Tony Muscat, a Labour supporter and close collaborator of Home Affairs Minister Michael Farrugia, told the police during questioning that it had been Mr Schembri who instructed him to engage Mr Theuma.
The former CEO of the Housing Maintenance and Embellishment Ltd, a government company under the remit of the Family Affairs Ministry, was the man mentioned in court by Mr Theuma, the middleman in the murder of Daphne Caruana Galizia, as having met him to offer him the job for which he had not applied.
Police sources said Mr Muscat, who is assisting in the investigations into Mr Theuma’s claims that he had received four cheques from the company but never called for work, is denying any wrongdoing. The police also carried out searches at JobPlus offices and seized documents that could help in their investigations, being conducted by the Economic Crimes Unit.
The police have already questioned Mr Theuma and called in the OPM’s head of customer care, Sandro Craus, who was the person who called Mr Theuma to call him in for a meeting with Mr Schembri as well as the company's chairman, Anthony Ellul.
According to the police sources, Mr Craus is also denying any wrongdoing and insisted that he had only obeyed instructions.
In court last Wednesday, Mr Theuma said he had received a call from Yorgen Fenech, the man charged with complicity in the journalist’s murder, who informed him that he was due to receive a call from Mr Craus who informed him about the job shortly after Mr Schembri had taken him on a tour around the Office of the Prime Minister.
According to Mr Theuma, Mr Craus directed him to the offices of the Family Affairs Ministry, in Palazzo Ferreria, and told him that a certain Tony Muscat would be meeting him.
During the short two-minute interview, he was asked whether he knew how to send an email and was then told the job was his despite his insistence that he was already a taxi driver and did not need a new job.
The contract, through which Mr Theuma was employed as a messenger/driver, is now in the possession of the police.
Mr Theuma received his first payment for a job he never performed at the end of May, just a few days before the June election.
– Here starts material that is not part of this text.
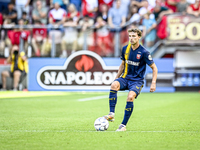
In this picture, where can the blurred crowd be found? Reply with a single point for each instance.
(66, 22)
Some months following the election, Mr Theuma stopped receiving his cheque.
Mr Muscat was a close aide of Minister Farrugia and hails from the same district that elects the doctor-politician. Mr Muscat was on Thursday asked whether he was obeying direct orders from the minister in the recruitment of Mr Theuma. He said he was unable to reply.
In a post on social media, Dr Farrugia distanced himself from the case and reiterated he had never met Mr Theuma.
Set up in 2016, the Housing Maintenance and Embellishment Company – formerly a division of the Housing Authority – had a total of 12 employees by the end of 2017.
Registering a loss of €40,000, its biggest cost according to its 2017 accounts was €208,000 spent on employees’ expenses.